According to testimony at the trial, Ainge told Bavasi of his intention to pursue basketball on June 10 in Toronto—and asked for permission to join the Celtics. Ainge said Bavasi told him, "You have to do what you have to do," and that "no contract could make a man do what he doesn't want to do." The next day, Ainge said, Blue Jay Coach Bobby Doerr and Gillick repeated those sentiments and said he shouldn't worry about his contract, which includes a clause banning Ainge from playing pro basketball. That clause was sweetened by a $300,000 bonus, of which Ainge collected the last payment, $120,000, in August. Ainge offered to return the entire bonus.
The two conversations, the Celtics contended, were tantamount to the Blue Jays' giving Ainge his release from baseball. Toronto, on the other hand, countered that the things told Ainge were merely personal statements made by stunned men, who, according to Bavasi's testimony, likened the situation to "an ailing wife being left behind by her husband for some blonde floozy from Boston."

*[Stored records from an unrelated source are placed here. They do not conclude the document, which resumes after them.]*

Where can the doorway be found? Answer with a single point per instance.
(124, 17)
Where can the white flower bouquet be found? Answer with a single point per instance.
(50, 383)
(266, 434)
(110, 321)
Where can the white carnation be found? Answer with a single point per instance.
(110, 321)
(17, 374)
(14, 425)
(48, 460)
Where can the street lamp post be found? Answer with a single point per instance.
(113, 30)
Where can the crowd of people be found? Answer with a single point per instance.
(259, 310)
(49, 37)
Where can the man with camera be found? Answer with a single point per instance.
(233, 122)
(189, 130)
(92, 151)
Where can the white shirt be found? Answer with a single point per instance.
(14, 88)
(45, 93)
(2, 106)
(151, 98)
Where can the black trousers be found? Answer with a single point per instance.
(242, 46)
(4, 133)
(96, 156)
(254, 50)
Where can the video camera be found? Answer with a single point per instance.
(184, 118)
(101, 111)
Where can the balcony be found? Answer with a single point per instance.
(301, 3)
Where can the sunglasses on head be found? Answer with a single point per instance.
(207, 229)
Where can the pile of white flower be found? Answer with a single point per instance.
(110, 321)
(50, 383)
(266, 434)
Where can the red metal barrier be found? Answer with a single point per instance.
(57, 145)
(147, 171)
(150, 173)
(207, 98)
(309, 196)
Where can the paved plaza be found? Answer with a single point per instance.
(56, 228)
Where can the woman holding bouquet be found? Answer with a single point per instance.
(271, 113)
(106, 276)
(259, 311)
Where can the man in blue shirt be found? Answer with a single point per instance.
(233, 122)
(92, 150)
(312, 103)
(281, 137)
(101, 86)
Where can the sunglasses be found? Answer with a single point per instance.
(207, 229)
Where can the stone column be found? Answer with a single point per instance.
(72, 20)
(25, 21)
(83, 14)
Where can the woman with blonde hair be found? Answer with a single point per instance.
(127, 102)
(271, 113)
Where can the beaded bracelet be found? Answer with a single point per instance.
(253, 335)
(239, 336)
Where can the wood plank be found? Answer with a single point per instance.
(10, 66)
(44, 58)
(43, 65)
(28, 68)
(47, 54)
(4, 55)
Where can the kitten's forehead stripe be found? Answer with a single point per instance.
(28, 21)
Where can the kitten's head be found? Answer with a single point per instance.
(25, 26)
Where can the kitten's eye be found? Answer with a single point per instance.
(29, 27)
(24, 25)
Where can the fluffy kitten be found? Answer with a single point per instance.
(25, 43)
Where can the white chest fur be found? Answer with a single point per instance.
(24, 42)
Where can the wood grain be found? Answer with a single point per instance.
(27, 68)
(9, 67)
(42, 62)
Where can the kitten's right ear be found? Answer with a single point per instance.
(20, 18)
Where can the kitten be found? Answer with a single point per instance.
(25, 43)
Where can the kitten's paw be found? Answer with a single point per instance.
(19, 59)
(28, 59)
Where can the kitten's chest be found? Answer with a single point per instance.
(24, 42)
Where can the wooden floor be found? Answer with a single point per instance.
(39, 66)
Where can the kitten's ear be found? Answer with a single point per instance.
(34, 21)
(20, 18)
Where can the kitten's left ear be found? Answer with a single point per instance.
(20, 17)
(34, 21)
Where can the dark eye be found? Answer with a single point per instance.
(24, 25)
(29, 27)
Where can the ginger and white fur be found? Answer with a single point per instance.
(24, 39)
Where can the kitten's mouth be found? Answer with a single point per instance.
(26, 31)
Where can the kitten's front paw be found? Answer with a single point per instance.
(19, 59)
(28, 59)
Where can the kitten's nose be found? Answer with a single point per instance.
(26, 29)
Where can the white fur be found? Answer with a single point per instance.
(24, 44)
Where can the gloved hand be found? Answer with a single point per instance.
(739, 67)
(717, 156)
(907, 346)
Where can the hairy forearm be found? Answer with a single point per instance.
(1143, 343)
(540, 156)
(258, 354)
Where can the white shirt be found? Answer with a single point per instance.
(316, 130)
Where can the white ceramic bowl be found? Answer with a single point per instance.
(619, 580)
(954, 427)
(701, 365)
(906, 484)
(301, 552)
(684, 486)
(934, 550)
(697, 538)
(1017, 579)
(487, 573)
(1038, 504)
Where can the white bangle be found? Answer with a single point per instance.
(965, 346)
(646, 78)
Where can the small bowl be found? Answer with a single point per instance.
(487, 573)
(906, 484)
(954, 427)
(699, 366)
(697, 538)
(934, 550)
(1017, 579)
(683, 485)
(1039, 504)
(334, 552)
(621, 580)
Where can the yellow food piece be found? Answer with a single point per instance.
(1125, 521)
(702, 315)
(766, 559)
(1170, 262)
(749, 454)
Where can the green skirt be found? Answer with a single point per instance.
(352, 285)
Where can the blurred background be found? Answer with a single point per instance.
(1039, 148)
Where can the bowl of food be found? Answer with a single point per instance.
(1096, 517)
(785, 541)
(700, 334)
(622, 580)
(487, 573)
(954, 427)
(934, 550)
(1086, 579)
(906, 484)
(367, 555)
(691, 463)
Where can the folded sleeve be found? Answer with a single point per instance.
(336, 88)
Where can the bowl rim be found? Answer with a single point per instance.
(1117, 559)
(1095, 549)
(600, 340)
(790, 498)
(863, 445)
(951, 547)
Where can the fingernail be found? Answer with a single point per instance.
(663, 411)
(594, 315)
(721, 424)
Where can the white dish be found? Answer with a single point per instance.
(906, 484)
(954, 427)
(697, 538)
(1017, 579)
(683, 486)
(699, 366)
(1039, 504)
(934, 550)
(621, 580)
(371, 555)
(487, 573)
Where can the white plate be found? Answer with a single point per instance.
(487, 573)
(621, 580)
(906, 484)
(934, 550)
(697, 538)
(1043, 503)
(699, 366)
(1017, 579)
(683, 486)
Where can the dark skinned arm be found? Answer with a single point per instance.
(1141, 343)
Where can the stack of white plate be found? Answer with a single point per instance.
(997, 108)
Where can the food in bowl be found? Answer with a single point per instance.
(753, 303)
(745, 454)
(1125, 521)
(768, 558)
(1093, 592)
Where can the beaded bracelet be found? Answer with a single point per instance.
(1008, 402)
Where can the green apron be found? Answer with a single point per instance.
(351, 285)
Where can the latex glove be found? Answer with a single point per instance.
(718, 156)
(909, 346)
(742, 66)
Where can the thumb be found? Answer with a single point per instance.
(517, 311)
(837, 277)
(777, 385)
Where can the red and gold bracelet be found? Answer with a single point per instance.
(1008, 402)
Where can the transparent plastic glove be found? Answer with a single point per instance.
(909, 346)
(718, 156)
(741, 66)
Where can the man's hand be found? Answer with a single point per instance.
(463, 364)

After 1½ hours of deliberation, the jury ruled that there was no rescission and that the contract was still valid. After the trial Bavasi lit up a large cigar, mocking Auerbach, and said, "There's one minute to go and we're 20 points ahead. As far as I'm concerned, Danny Ainge is a member of the Toronto Blue Jays, and until I'm absolutely convinced he's not, I'm not speaking to Auerbach or anyone else in their organization."

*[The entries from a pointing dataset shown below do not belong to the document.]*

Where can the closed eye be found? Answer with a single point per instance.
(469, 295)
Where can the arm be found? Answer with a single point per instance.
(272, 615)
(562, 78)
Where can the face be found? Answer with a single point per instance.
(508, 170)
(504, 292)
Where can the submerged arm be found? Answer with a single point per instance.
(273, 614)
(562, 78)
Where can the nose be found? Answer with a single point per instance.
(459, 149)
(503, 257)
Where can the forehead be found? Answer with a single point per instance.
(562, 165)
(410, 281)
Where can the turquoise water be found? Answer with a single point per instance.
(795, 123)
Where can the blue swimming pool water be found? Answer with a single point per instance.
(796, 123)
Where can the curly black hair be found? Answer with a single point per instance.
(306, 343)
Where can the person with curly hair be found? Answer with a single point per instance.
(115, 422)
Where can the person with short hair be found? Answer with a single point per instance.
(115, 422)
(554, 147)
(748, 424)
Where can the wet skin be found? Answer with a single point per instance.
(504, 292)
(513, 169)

Right now the Celtics aren't too thrilled about dealing with the Blue Jays, either. "The thing is, they don't even want him and he doesn't want to be there, but we shouldn't have to buy their franchise to get him," says Boston Vice-President Jan Volk.
As Danny Ainge sits at home in Provo, the only question seems to be which team can hold out the longest: Boston, which would dearly love to have Ainge's skills at point guard, or Toronto, which claims it won't have to pay the remainder of Ainge's guaranteed contract if he doesn't play. One person who probably doesn't care either way is Austin Daniel Ainge. Austin was born the day after the Blue Jay-Celtic trial started and didn't get to see his daddy until after the jury's decision four days later.